The Agentic PCAP Forensic Engine

AI-Powered Network Analysis from Raw Packet Captures

For network engineers, cloud architects, and the product leaders who support them.


The Problem

A packet capture is the most honest evidence available in a network investigation. It is also the hardest to read.

Raw .pcap files do not have opinions. They record every frame — retransmissions, DNS timeouts, ARP replies, RST teardowns — without context, without prioritization, and without telling you which of the 134 packets (or 134,000) actually explain why the application is failing.

The engineer who can open a PCAP in Wireshark, apply the right filters, identify the retransmission pattern, correlate it with the ICMP “Host Unreachable” from the upstream router, and connect that to the DNS SERVFAIL for the same destination — that engineer exists. There are not many of them. And when the on-call rotation lands on someone else, the PCAP sits there, unread, while the investigation stalls at the control plane.

The Agentic PCAP Forensic Engine was built to remove that dependency.


How Engineers Analyze PCAPs Today

Engineer receives .pcap file
  → Opens Wireshark or runs tshark manually
      → Applies display filters one at a time: tcp.analysis.retransmission
          → Counts retransmissions per stream manually
          → Does not correlate with ICMP Unreachable from upstream router
      → Opens Statistics > DNS tab
          → Sees NXDOMAIN count — does not check if the subdomain pattern is DGA
      → Exports TCP streams to CSV, opens in spreadsheet
          → Calculates RTT percentiles manually — tedious, error-prone
  → Documents findings in a text file
      → No structured severities, no remediation commands, no frame citations
  → Result: protocol-by-protocol notes that miss cross-layer root cause

Each protocol is analyzed in isolation, so cross-layer correlations are missed. The depth of analysis is bounded by the analyst’s recall of RFC failure modes under time pressure.

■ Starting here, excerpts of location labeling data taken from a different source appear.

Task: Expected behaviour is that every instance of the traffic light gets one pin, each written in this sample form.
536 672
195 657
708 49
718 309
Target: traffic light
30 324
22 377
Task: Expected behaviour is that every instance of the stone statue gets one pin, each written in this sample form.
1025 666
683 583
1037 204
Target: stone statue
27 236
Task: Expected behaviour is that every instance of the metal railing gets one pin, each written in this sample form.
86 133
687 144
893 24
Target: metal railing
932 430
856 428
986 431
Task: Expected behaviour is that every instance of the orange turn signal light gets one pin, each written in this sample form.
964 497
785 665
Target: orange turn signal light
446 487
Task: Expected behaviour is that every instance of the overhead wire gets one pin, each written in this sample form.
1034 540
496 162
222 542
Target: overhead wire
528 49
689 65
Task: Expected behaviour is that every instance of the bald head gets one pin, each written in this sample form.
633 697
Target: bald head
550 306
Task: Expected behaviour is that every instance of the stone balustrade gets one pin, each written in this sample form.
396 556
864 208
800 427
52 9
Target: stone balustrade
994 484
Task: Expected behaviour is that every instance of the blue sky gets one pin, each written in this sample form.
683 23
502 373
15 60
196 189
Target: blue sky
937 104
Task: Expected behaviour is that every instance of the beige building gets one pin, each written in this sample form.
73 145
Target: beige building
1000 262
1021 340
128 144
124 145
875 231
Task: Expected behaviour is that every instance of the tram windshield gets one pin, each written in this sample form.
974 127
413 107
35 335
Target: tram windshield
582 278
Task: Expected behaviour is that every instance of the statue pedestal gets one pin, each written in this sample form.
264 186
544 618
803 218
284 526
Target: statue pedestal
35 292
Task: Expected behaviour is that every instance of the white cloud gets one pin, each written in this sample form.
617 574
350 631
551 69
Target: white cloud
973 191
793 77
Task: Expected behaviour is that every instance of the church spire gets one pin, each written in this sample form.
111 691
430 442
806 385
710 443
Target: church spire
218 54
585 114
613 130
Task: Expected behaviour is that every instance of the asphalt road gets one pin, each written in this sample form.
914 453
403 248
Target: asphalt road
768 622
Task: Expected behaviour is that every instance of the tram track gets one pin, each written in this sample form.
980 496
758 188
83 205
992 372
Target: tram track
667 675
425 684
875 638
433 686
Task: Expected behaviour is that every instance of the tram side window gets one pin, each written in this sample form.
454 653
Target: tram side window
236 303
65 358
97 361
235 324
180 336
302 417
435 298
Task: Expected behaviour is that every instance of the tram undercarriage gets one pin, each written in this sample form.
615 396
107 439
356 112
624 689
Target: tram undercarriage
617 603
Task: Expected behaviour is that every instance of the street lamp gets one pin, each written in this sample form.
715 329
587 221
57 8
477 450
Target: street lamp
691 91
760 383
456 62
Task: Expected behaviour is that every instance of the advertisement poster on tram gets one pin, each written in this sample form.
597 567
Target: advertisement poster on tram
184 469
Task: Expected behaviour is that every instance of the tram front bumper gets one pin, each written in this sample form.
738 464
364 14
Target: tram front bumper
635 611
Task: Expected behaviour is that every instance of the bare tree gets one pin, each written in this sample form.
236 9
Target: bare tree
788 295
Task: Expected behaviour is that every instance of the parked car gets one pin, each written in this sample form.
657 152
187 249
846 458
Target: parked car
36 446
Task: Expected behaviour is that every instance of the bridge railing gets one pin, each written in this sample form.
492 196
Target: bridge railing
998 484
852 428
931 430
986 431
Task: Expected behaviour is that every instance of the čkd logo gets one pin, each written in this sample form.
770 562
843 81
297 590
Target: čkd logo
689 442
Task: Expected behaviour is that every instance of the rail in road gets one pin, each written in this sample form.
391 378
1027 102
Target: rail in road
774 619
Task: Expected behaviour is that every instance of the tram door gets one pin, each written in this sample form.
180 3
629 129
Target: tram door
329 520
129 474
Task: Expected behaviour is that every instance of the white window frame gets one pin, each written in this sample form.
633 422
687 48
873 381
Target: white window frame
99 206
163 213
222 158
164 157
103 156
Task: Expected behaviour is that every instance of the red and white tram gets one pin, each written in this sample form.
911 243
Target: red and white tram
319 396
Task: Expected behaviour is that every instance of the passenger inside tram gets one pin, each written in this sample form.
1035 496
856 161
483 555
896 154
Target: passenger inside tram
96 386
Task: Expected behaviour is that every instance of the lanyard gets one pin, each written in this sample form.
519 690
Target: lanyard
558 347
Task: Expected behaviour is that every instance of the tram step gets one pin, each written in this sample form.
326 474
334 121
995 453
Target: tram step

What the PCAP Forensic Engine Does

It is a four-stage pipeline that transforms a raw packet capture into a ranked, actionable forensic report.

  ┌──────────────────────────────────────────────────────────────┐
  │  Input: capture.pcap  or  capture.cap                        │
  └───────────────────────────┬──────────────────────────────────┘
                              │
                              ▼
  ┌──────────────────────────────────────────────────────────────┐
  │  Stage 1 — Protocol Extraction  (tshark)                     │
  │                                                              │
  │  ARP · ICMP · TCP · DNS — each in a dedicated tshark pass    │
  │  Per-packet fields: flags, RTT, stream IDs, RCODE, MACs      │
  └───────────────────────────┬──────────────────────────────────┘
                              │
                              ▼
  ┌──────────────────────────────────────────────────────────────┐
  │  Stage 2 — Semantic Reduction                                │
  │                                                              │
  │  Packet rows → protocol statistics + structured anomaly flags│
  │  Percentile aggregation: min / median / p95 / max            │
  │  Up to 95% data reduction — diagnostic signal preserved      │
  │  Output: Semantic JSON (~10–50 KB)                           │
  └───────────────────────────┬──────────────────────────────────┘
                              │
                              ▼
  ┌──────────────────────────────────────────────────────────────┐
  │  Stage 3 — AI Forensic Reasoning  (Gemini 2.0 Flash)         │
  │                                                              │
  │  Cross-protocol correlation                                  │
  │  RFC-grounded anomaly interpretation                         │
  │  Severity ranking: CRITICAL > HIGH > MEDIUM > LOW > INFO     │
  └───────────────────────────┬──────────────────────────────────┘
                              │
                              ▼
  ┌──────────────────────────────────────────────────────────────┐
  │  Stage 4 — Forensic Report  (Markdown)                       │
  │                                                              │
  │  Executive Summary · Anomaly Table · RCA · Remediation       │
  └──────────────────────────────────────────────────────────────┘

Stage 2 is the critical step. An LLM cannot reason reliably over thousands of raw packet rows. It can reason precisely over a compact statistical summary — which is why the Semantic JSON exists.


A Real Capture, Analyzed

uv run python pcap_forensics.py kitchen_sink.pcap

The capture: 134 packets, 14.9 seconds, four protocols present — ARP, ICMP, TCP, DNS.

Step 1: Semantic JSON

134 packets reduce to a compact JSON. The ARP section, verbatim from the actual output:

"arp": {
  "total_requests": 7,
  "total_replies": 9,
  "unanswered_requests": [{"ip": "10.0.0.99", "count": 3}],
  "gratuitous_arp_count": 1,
  "duplicate_ip_alerts": [
    {
      "ip": "10.0.0.5",
      "macs": ["aa:bb:cc:dd:ee:05", "ff:ee:dd:cc:bb:aa"],
      "sample_frames": [7, 10]
    }
  ]
}

One field surfaces the critical finding: IP 10.0.0.5 is claimed by two different MAC addresses. In the raw capture this is buried across 134 frames. In the Semantic JSON it is a structured alert — protocol, IP, both MACs, and the exact frames.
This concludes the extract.